Baltimore officials on Monday said they’re expanding a slew of efforts to combat auto thefts in the city, including distributing more vehicle wheel locks and making improvements to the city’s impound lot.
“Working with our neighborhoods, partners and communities across the city of Baltimore has seen significant reductions in violent crime,” said Mayor Brandon Scott. “But [auto thefts] is one major statistic trending in the wrong direction.”
Scott was joined by Baltimore Police Commissioner Richard Worley and Department of Transportation officials at the Baltimore City impound lot off Pulaski Highway to discuss ongoing prevention and enforcement actions being taken to address stolen vehicles.
Auto thefts have been on the rise in cities across the U.S. In Baltimore, the number of vehicles stolen has nearly quintupled to rates not seen since the mid-’90s. Maryland State Police reported in April that thefts of Kia and Hyundai cars have increased nearly 50% over the past year after viral TikTok videos showing how to steal the vehicles using a screwdriver and a USB charging cord amassed millions of views.
Scott said the city would distribute an additional 2,000 steering wheel locks to residents who own Kia or Hyundai vehicles at two events later this month. Following those events, residents will be able to get wheel locks from any of the nine police districts while supplies last. The city also plans to obtain more digital tracking tags that can be used to help track and recover stolen vehicles.
Officials are also working with Kia and Hyundai to offer system upgrade “clinics,” where residents can get help installing antitheft software updates. Police will also deploy more license plate readers, or LPRs, to help “identify stolen vehicles and apprehend those who make the decision to engage in this criminal activity,” said Scott.
Of the 600 stolen-auto arrests in Baltimore this year, over 200 were juveniles, with 77 of them in robbery and carjacking arrests, said Worley.
“The biggest issue that we have is once the vehicle is out there [stolen], we need to hear from the citizens. So, report your vehicle as soon as possible,” Worley said.
He also stressed basic deterrents like ensuring vehicles are locked, obtaining wheel locks and parking in lit areas on streets. The city is seeing about a 60% recovery rate on the cars stolen, he added.

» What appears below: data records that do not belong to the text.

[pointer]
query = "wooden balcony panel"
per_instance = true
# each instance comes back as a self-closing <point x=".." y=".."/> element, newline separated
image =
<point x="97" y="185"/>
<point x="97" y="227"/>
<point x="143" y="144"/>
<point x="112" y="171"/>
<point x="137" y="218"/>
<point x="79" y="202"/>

The mayor acknowledged that residents face many challenges even after a vehicle is recovered.
“We’re working to reduce wait times, improve the facilities and increase accessibility of payment options,” saidScott about improvements to city impound lot. He added that “last year we removed all fees associated with stolen vehicles.”
Regionally, cities like Washington, D.C., have seen a 117% increase in car thefts as of July 26. Philadelphia and Chicago have also reported increases of 102% and 121%, according to previous reporting from The Baltimore Banner.